- Theatrical release poster
- Directed by: Jack King
- Story by: Carl Barks Jack Hannah
- Produced by: Walt Disney
- Starring: Clarence Nash
- Music by: Frank Churchill
- Color process: Technicolor
- Production company: Walt Disney Productions
- Distributed by: RKO Radio Pictures
- Release date: November 6, 1942;
- Running time: 7 minutes
- Country: United States
- Language: English

= Sky Trooper =

1942 Donald Duck cartoon

Sky Trooper is a 1942 animated cartoon by Walt Disney Studios starring Donald Duck during the World War II years. It was directed by Jack King based on a script by Carl Barks.

==Plot==
Donald Duck is in trouble and is peeling potatoes. He wants desperately to fly, so he cuts a potato to look like an airplane. He throws it, and it catches Sergeant Black Pete's cap and brings it back to Donald, like a boomerang. Donald cuts it, thinking that it is a potato. When the sergeant comes in, he finds his cap cut in airplane shapes and finds out about Donald's ambition to fly. Donald is forced to peel tons more potatoes, but is promised the opportunity to fly after he cuts them all. After cutting all the potatoes, Donald reports to the Flight Sergeant's office and manages to fail all the equilibrium-finding exercises that the Sergeant comes up with, and when the Sergeant tells him to "pin the tail on that airplane", Donald obliges after walking on the outside ledge of the building (on the third floor), knocking over a huge vase. Donald makes his way back in, sticking the pin on the startled Sergeant, who falls all three stories.
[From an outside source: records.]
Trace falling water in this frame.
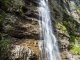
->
[39,0,61,60]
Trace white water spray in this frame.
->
[39,0,61,60]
The Sergeant gives Donald the chance to fly, albeit as a parachute troop. Donald, duped, goes along for the ride, and is surprised to find himself several thousand feet above the ground. Donald and the Sergeant fight, until both tumble out of the plane, but not before the Sergeant grabs a bomb to try to stay on, and it breaks away with them. On the way down, the two try to give the bomb to each other, until their fight is ended by their crashing into the General's Headquarters. The clip ends with the Sergeant and Donald, both with a cast on their leg and arm, respectively, and peeling potatoes. When Donald tells Pete "Boy, was that, sir, some surprise", Pete tells Donald "Ah, shut up!" and puts a potato on Donald's bill.

==Voice cast==
- Donald Duck: Clarence Nash
- Pete: Billy Bletcher

==Home media==
The short was released on May 18, 2004, on Walt Disney Treasures: Walt Disney on the Front Lines and on December 6, 2005, on Walt Disney Treasures: The Chronological Donald, Volume Two: 1942-1946.